In time, Han left home. Spike, at my behest, would phone her at her university flat in Edinburgh. ‘HELLO!’ he’d yell down the phone as I held him in my hand, ‘HELLO!’ and she’d call her unbelieving friends to listen to this wonder, a talking, human-voiced magpie.

One day, when I was carrying a ladder through the kitchen, Spike, in fear and panic, flew across the room and collided with the wall. He fell to the floor, stunned. I picked him up and put him into his box. For days, he was huddled and listless. I fretted over him and, when he regained his interest in food, hand-fed him. Through good fortune or the sturdy qualities of the magpie constitution, he recovered. Birds die when they fly into windows or walls, not, as commonly thought, by breaking their necks, but by damaging their brains. Spike’s brain seemed, after the incident, as vibrant as it had always been.

A few years after Spike came here, I read in a copy of a wildlife magazine an article by Professor Tim Birkhead, author of a definitive book about magpies. He suggested that magpies, being ‘too obstreperous for domestication’, cannot successfully be tamed, that, not being subject to the long processes of domestication undergone by cats and dogs, like all wild creatures their own natural inclinations will inevitably conflict with
what he describes as ‘civilised restraints’. As I read it, I felt uneasy, sensing in it something I already knew.

Indeed, after a few years Spike grew in criminality. His aggression expanded, his area of operations, his private gangland territory, to encompass the cupboard where the dustbin bags were kept, the door of the dishwasher, the valve of the floor steamer. He flew with greater, more malicious intent. I could see the reluctance of some friends to come into the kitchen. ‘Just shoo him away,’ I’d say, but would note their wary, sensible fear. I had read Professor Birkhead’s article. I knew him to be right.

If people are frightened of Chicken, they were even more so of Spike. I was careful to keep him away from each nervous, cowering joiner, each terrified electrician, each visitor, imagining, as I chased him from kitchen to rat room, slamming the door between them, the lawyer’s letters arriving, accusing me of failing to keep proper control of a magpie.

I worried about the future. Unlike Chicken, he showed no sign of maturing into a contented adult bird. I knew him to be too vigorous, enquiring, demanding for the life he was being obliged to lead. It felt as if he had other things to do, other places to go. It increased my sense of guilt. What would have happened to him if Elizabeth hadn’t phoned me that day? For most of the time he was here, I believe that he was happy. He was, as far as I could judge by his behaviour, his appearance, his interest in himself and in what was around him; but it was not enough. As he grew older, he wanted to be elsewhere. I had the same misgivings and anxieties as I did with Chicken. I might have
decided differently about him had I known, but without him we, at least, would have missed so much.
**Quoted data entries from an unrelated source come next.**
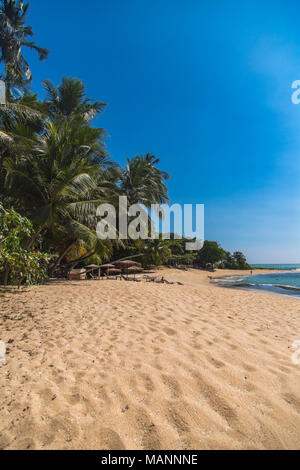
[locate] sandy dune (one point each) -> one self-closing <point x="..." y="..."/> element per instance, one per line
<point x="118" y="365"/>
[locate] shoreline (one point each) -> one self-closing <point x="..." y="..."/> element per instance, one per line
<point x="274" y="289"/>
<point x="115" y="365"/>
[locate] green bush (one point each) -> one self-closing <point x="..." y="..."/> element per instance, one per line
<point x="18" y="265"/>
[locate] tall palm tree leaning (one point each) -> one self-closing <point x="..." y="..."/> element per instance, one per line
<point x="143" y="183"/>
<point x="14" y="34"/>
<point x="61" y="178"/>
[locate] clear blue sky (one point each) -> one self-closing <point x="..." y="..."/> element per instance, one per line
<point x="204" y="85"/>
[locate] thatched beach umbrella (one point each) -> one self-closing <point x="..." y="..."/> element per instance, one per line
<point x="135" y="269"/>
<point x="92" y="267"/>
<point x="109" y="267"/>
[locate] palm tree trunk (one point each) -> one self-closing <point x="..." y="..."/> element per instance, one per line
<point x="6" y="273"/>
<point x="32" y="240"/>
<point x="57" y="263"/>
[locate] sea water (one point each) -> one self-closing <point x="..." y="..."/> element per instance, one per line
<point x="287" y="282"/>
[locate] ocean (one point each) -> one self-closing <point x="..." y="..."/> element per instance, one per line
<point x="285" y="283"/>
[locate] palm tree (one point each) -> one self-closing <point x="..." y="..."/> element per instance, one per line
<point x="14" y="36"/>
<point x="68" y="101"/>
<point x="157" y="251"/>
<point x="142" y="182"/>
<point x="58" y="181"/>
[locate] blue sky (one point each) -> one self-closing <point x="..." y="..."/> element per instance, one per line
<point x="205" y="86"/>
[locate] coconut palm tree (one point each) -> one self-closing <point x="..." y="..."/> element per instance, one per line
<point x="58" y="181"/>
<point x="14" y="36"/>
<point x="68" y="101"/>
<point x="142" y="182"/>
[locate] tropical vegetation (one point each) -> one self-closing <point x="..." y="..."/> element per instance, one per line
<point x="55" y="171"/>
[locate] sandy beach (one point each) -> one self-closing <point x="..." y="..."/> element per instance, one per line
<point x="123" y="365"/>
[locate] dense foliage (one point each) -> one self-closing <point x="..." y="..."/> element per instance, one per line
<point x="19" y="265"/>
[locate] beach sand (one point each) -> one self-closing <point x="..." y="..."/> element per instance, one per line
<point x="123" y="365"/>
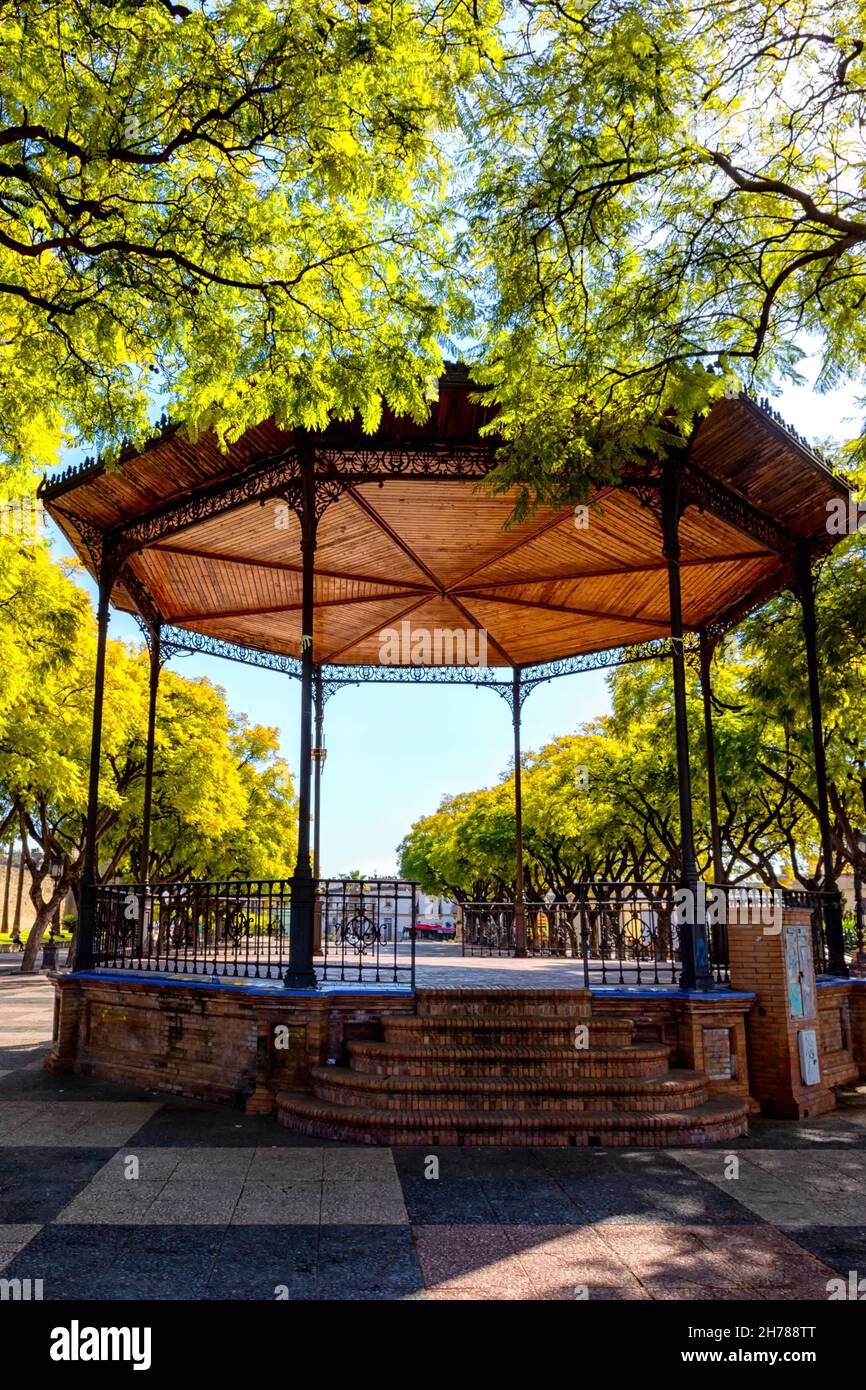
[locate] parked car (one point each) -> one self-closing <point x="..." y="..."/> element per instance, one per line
<point x="433" y="931"/>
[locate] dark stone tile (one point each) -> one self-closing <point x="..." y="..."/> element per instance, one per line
<point x="255" y="1261"/>
<point x="470" y="1162"/>
<point x="531" y="1203"/>
<point x="841" y="1247"/>
<point x="363" y="1262"/>
<point x="184" y="1123"/>
<point x="36" y="1183"/>
<point x="72" y="1261"/>
<point x="45" y="1086"/>
<point x="13" y="1058"/>
<point x="163" y="1262"/>
<point x="446" y="1201"/>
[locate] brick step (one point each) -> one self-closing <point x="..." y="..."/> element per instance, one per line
<point x="715" y="1121"/>
<point x="491" y="1059"/>
<point x="570" y="1004"/>
<point x="676" y="1091"/>
<point x="519" y="1027"/>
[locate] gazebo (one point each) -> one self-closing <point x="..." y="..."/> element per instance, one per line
<point x="342" y="556"/>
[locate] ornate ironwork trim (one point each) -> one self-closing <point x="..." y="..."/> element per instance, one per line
<point x="271" y="478"/>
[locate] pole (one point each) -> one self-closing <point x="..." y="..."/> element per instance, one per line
<point x="692" y="931"/>
<point x="7" y="884"/>
<point x="86" y="912"/>
<point x="156" y="660"/>
<point x="520" y="911"/>
<point x="706" y="656"/>
<point x="300" y="973"/>
<point x="833" y="913"/>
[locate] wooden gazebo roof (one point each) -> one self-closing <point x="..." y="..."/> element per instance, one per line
<point x="407" y="535"/>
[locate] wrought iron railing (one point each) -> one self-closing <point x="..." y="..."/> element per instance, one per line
<point x="239" y="929"/>
<point x="367" y="930"/>
<point x="620" y="933"/>
<point x="628" y="933"/>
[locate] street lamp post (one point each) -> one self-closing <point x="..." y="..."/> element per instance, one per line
<point x="859" y="954"/>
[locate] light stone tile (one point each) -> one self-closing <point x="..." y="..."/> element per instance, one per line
<point x="124" y="1205"/>
<point x="363" y="1203"/>
<point x="177" y="1207"/>
<point x="278" y="1164"/>
<point x="359" y="1162"/>
<point x="280" y="1204"/>
<point x="72" y="1123"/>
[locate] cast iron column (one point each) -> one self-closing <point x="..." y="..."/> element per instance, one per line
<point x="692" y="931"/>
<point x="706" y="656"/>
<point x="833" y="912"/>
<point x="86" y="898"/>
<point x="520" y="912"/>
<point x="320" y="723"/>
<point x="156" y="660"/>
<point x="300" y="973"/>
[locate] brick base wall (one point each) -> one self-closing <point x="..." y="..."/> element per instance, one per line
<point x="218" y="1043"/>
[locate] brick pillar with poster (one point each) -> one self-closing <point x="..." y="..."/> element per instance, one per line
<point x="777" y="963"/>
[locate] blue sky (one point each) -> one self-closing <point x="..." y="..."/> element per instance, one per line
<point x="395" y="751"/>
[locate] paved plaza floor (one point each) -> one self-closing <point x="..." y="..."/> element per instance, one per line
<point x="111" y="1191"/>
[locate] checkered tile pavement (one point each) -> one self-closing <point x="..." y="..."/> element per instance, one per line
<point x="109" y="1191"/>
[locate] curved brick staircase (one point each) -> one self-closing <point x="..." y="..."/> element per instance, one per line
<point x="501" y="1066"/>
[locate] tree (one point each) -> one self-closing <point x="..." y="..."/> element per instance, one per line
<point x="223" y="799"/>
<point x="669" y="200"/>
<point x="231" y="206"/>
<point x="602" y="805"/>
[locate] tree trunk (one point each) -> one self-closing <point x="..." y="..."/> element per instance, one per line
<point x="20" y="891"/>
<point x="7" y="884"/>
<point x="45" y="915"/>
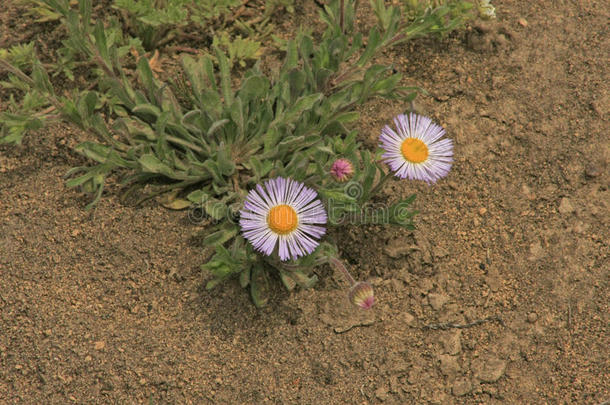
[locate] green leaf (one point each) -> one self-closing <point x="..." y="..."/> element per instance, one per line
<point x="302" y="104"/>
<point x="225" y="76"/>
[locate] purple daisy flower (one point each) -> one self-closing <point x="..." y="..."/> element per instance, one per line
<point x="283" y="210"/>
<point x="416" y="152"/>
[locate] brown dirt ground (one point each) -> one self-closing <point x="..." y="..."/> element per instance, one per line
<point x="110" y="306"/>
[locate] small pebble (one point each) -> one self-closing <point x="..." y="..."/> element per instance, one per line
<point x="461" y="387"/>
<point x="592" y="170"/>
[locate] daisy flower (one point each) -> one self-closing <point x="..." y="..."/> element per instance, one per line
<point x="416" y="152"/>
<point x="284" y="211"/>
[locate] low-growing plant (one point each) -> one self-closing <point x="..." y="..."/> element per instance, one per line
<point x="270" y="163"/>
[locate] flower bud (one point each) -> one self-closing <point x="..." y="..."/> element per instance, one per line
<point x="361" y="295"/>
<point x="342" y="170"/>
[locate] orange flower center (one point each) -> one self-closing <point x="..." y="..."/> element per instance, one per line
<point x="282" y="219"/>
<point x="414" y="150"/>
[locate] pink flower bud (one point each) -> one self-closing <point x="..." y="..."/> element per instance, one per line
<point x="342" y="170"/>
<point x="361" y="295"/>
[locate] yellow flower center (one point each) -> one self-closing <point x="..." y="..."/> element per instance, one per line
<point x="282" y="219"/>
<point x="414" y="150"/>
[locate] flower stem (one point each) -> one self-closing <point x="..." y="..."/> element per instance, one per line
<point x="379" y="185"/>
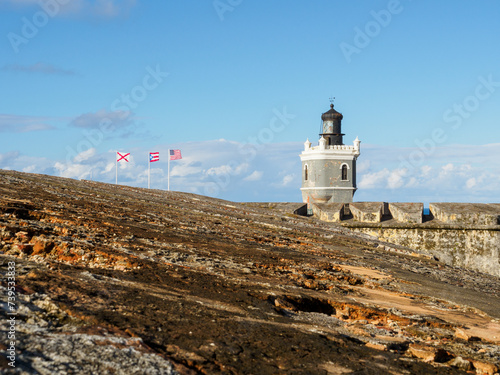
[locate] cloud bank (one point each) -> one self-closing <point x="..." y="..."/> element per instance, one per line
<point x="271" y="172"/>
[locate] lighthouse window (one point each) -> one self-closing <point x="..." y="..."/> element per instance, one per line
<point x="344" y="172"/>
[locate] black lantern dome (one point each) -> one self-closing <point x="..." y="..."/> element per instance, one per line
<point x="331" y="127"/>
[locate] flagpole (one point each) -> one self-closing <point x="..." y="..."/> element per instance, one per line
<point x="116" y="168"/>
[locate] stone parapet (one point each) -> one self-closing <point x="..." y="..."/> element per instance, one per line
<point x="466" y="213"/>
<point x="407" y="212"/>
<point x="367" y="212"/>
<point x="331" y="212"/>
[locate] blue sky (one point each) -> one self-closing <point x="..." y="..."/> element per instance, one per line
<point x="239" y="85"/>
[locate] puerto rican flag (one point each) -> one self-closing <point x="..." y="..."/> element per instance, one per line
<point x="120" y="156"/>
<point x="175" y="154"/>
<point x="154" y="156"/>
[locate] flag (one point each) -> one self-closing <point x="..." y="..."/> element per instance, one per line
<point x="175" y="154"/>
<point x="154" y="156"/>
<point x="120" y="157"/>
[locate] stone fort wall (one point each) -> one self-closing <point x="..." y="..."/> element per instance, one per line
<point x="459" y="234"/>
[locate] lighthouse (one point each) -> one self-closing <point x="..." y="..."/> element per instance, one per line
<point x="329" y="169"/>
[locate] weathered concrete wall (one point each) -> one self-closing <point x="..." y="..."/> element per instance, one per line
<point x="407" y="212"/>
<point x="466" y="213"/>
<point x="368" y="212"/>
<point x="473" y="248"/>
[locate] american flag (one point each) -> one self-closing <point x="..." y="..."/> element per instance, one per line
<point x="175" y="154"/>
<point x="154" y="156"/>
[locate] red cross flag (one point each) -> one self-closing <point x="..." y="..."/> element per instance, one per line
<point x="154" y="156"/>
<point x="120" y="157"/>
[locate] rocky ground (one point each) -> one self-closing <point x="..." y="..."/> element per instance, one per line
<point x="119" y="280"/>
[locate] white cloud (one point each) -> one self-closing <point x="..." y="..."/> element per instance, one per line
<point x="287" y="179"/>
<point x="84" y="155"/>
<point x="470" y="183"/>
<point x="374" y="180"/>
<point x="395" y="179"/>
<point x="103" y="119"/>
<point x="218" y="168"/>
<point x="102" y="9"/>
<point x="255" y="176"/>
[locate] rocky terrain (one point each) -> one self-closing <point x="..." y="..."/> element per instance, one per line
<point x="106" y="279"/>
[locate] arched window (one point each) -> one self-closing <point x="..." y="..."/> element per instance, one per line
<point x="344" y="172"/>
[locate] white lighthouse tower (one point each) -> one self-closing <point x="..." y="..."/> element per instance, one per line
<point x="329" y="169"/>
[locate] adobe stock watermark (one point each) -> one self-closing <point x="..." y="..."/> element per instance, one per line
<point x="250" y="149"/>
<point x="363" y="37"/>
<point x="223" y="6"/>
<point x="32" y="25"/>
<point x="454" y="116"/>
<point x="122" y="105"/>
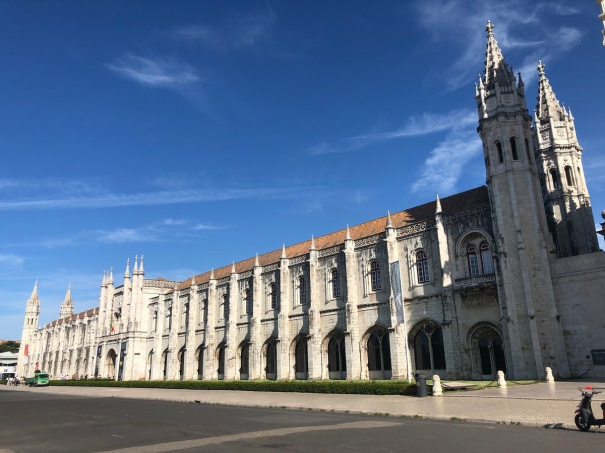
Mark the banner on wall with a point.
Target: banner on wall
(396, 286)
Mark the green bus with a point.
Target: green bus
(40, 379)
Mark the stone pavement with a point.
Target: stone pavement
(543, 404)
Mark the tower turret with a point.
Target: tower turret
(527, 302)
(67, 306)
(30, 324)
(559, 160)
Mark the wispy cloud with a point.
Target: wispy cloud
(425, 124)
(519, 25)
(161, 230)
(155, 72)
(235, 32)
(152, 198)
(445, 163)
(11, 262)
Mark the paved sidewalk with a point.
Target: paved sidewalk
(543, 405)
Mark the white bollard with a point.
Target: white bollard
(437, 389)
(549, 376)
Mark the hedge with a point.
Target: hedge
(298, 386)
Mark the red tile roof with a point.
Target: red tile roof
(449, 205)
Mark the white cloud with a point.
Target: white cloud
(155, 72)
(151, 198)
(443, 167)
(518, 25)
(425, 124)
(235, 32)
(11, 262)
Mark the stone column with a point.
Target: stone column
(210, 369)
(285, 302)
(255, 322)
(351, 292)
(396, 332)
(314, 342)
(451, 342)
(194, 310)
(231, 327)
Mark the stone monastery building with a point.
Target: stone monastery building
(507, 276)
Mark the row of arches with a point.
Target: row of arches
(426, 346)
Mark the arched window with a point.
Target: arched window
(181, 358)
(337, 362)
(486, 259)
(422, 351)
(205, 310)
(514, 149)
(245, 362)
(422, 267)
(165, 370)
(500, 153)
(225, 310)
(221, 362)
(554, 178)
(379, 352)
(473, 260)
(335, 284)
(271, 368)
(569, 176)
(301, 359)
(429, 351)
(375, 276)
(248, 301)
(302, 290)
(200, 363)
(273, 296)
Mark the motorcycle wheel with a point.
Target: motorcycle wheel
(582, 424)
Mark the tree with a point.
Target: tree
(10, 346)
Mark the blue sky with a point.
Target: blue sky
(198, 133)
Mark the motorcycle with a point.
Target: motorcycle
(584, 417)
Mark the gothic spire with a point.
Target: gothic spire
(34, 297)
(496, 69)
(67, 306)
(548, 105)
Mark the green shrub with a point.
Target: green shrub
(342, 387)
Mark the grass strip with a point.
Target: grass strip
(298, 386)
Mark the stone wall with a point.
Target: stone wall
(579, 287)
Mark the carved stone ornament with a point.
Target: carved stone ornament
(330, 251)
(475, 299)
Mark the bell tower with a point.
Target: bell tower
(559, 160)
(30, 324)
(67, 306)
(528, 312)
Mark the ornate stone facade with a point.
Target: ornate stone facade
(461, 287)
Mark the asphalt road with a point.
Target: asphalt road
(38, 422)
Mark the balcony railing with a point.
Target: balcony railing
(485, 279)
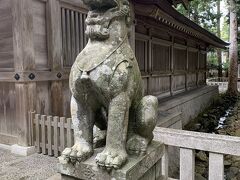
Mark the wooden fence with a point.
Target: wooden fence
(221, 82)
(50, 134)
(188, 142)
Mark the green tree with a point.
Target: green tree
(233, 49)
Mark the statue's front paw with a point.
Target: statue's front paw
(79, 152)
(137, 145)
(111, 158)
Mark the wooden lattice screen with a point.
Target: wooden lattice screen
(73, 35)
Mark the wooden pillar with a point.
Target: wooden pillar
(23, 62)
(187, 68)
(197, 78)
(132, 28)
(172, 67)
(55, 53)
(150, 59)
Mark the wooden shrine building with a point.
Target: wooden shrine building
(39, 40)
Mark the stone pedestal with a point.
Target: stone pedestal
(147, 167)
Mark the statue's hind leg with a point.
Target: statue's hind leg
(83, 121)
(142, 133)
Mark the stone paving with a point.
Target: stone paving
(34, 167)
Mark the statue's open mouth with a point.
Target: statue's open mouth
(100, 4)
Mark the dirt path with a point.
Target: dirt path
(34, 167)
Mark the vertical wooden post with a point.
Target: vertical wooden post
(62, 133)
(216, 166)
(187, 68)
(132, 31)
(37, 118)
(23, 62)
(198, 67)
(43, 133)
(172, 67)
(187, 164)
(55, 53)
(149, 60)
(69, 132)
(165, 159)
(49, 134)
(55, 135)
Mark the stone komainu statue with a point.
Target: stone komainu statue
(107, 90)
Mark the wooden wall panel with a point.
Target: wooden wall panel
(192, 78)
(140, 52)
(201, 78)
(43, 98)
(40, 34)
(192, 61)
(180, 59)
(8, 118)
(159, 85)
(6, 36)
(73, 34)
(160, 58)
(145, 85)
(66, 98)
(179, 82)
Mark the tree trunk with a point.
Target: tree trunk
(233, 50)
(219, 52)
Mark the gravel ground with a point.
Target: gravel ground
(34, 167)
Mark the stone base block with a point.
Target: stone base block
(146, 167)
(22, 151)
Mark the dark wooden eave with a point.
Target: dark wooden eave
(163, 11)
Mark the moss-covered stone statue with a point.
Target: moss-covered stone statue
(107, 90)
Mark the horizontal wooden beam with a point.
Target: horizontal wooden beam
(201, 141)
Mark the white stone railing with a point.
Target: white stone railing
(188, 141)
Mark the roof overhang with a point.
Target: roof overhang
(162, 10)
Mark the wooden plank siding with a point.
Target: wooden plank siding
(6, 36)
(43, 38)
(169, 64)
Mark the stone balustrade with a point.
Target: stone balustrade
(188, 142)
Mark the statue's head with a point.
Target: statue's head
(102, 13)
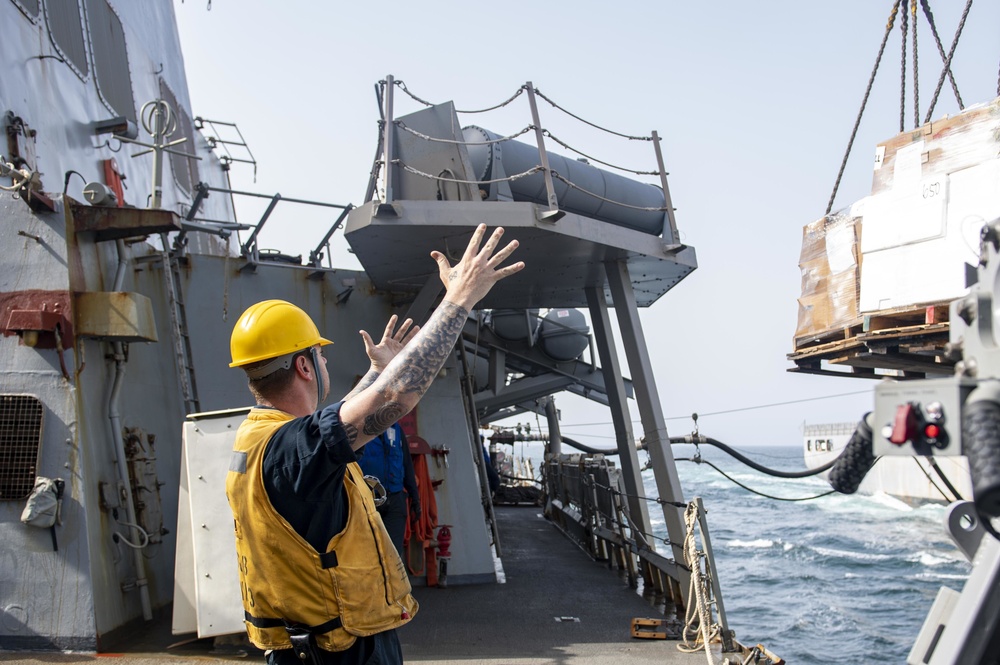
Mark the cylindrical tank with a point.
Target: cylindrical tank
(514, 325)
(564, 334)
(516, 157)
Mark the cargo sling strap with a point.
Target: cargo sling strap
(303, 638)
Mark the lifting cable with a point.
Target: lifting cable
(864, 103)
(944, 58)
(945, 72)
(947, 62)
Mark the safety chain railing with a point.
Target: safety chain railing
(389, 124)
(585, 499)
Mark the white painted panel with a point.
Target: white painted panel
(185, 618)
(208, 442)
(906, 214)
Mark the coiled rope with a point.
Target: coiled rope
(19, 177)
(699, 630)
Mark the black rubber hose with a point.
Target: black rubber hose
(981, 443)
(676, 440)
(749, 462)
(856, 460)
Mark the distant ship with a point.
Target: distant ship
(913, 479)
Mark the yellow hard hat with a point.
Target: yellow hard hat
(271, 329)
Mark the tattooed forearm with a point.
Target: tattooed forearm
(415, 368)
(352, 432)
(365, 381)
(384, 416)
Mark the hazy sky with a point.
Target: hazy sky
(755, 103)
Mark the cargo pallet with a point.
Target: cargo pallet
(906, 342)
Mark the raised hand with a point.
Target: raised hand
(391, 344)
(469, 280)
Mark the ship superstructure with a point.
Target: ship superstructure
(131, 270)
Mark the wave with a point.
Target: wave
(760, 543)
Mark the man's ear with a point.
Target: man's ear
(303, 367)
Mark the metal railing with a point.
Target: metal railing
(584, 498)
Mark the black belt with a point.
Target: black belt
(303, 638)
(260, 622)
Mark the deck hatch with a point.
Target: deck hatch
(66, 32)
(20, 438)
(29, 8)
(111, 68)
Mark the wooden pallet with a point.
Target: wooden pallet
(907, 341)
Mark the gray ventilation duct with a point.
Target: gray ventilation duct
(509, 158)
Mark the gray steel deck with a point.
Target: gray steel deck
(547, 577)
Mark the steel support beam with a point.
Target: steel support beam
(618, 403)
(524, 389)
(650, 410)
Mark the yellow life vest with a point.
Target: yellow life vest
(357, 587)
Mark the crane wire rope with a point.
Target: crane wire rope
(864, 102)
(946, 70)
(947, 63)
(903, 27)
(916, 77)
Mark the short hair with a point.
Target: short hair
(277, 382)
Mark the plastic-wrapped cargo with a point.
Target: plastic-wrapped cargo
(933, 189)
(829, 262)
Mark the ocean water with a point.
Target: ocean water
(841, 578)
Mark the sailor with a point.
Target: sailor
(387, 458)
(320, 579)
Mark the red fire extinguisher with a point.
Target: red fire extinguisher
(444, 542)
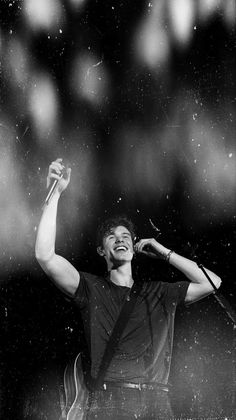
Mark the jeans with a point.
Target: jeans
(128, 404)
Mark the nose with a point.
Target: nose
(119, 239)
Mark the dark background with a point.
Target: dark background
(139, 99)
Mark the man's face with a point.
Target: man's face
(118, 246)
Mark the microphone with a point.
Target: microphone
(53, 187)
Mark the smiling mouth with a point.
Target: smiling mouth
(121, 248)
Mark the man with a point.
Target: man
(136, 380)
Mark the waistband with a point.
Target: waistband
(152, 386)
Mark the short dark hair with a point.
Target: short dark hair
(119, 220)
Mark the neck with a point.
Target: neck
(122, 275)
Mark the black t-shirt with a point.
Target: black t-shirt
(145, 347)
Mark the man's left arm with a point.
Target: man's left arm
(199, 286)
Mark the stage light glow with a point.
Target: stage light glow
(208, 7)
(43, 14)
(152, 44)
(43, 106)
(215, 169)
(1, 42)
(144, 168)
(77, 3)
(230, 12)
(17, 62)
(181, 15)
(90, 79)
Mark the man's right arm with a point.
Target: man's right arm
(61, 271)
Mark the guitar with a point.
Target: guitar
(76, 392)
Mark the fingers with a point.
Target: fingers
(57, 171)
(56, 166)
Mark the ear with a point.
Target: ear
(100, 251)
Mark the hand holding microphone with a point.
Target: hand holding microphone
(151, 248)
(60, 176)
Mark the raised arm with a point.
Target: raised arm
(199, 286)
(61, 271)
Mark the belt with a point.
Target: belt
(153, 386)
It was only months after I began to wonder what would be when I came back to find Spike in his box, crouching, clearly unwell. He had been in fine and vigorous form when I had left. Within a day, he was dead. I don’t know why he died, what it was that made him wilt, as birds, do, decline within that very short time and die. He was as he had been when he had flown into the wall in fear at the sight of the ladder. I can think of no other explanation. Frightened by something in my absence, a cat at the window, the patrolling hawk, he may have flown against the wall. He drooped, beyond my ability to help, his eyes clouded. I sat on the floor by his box, stroking him.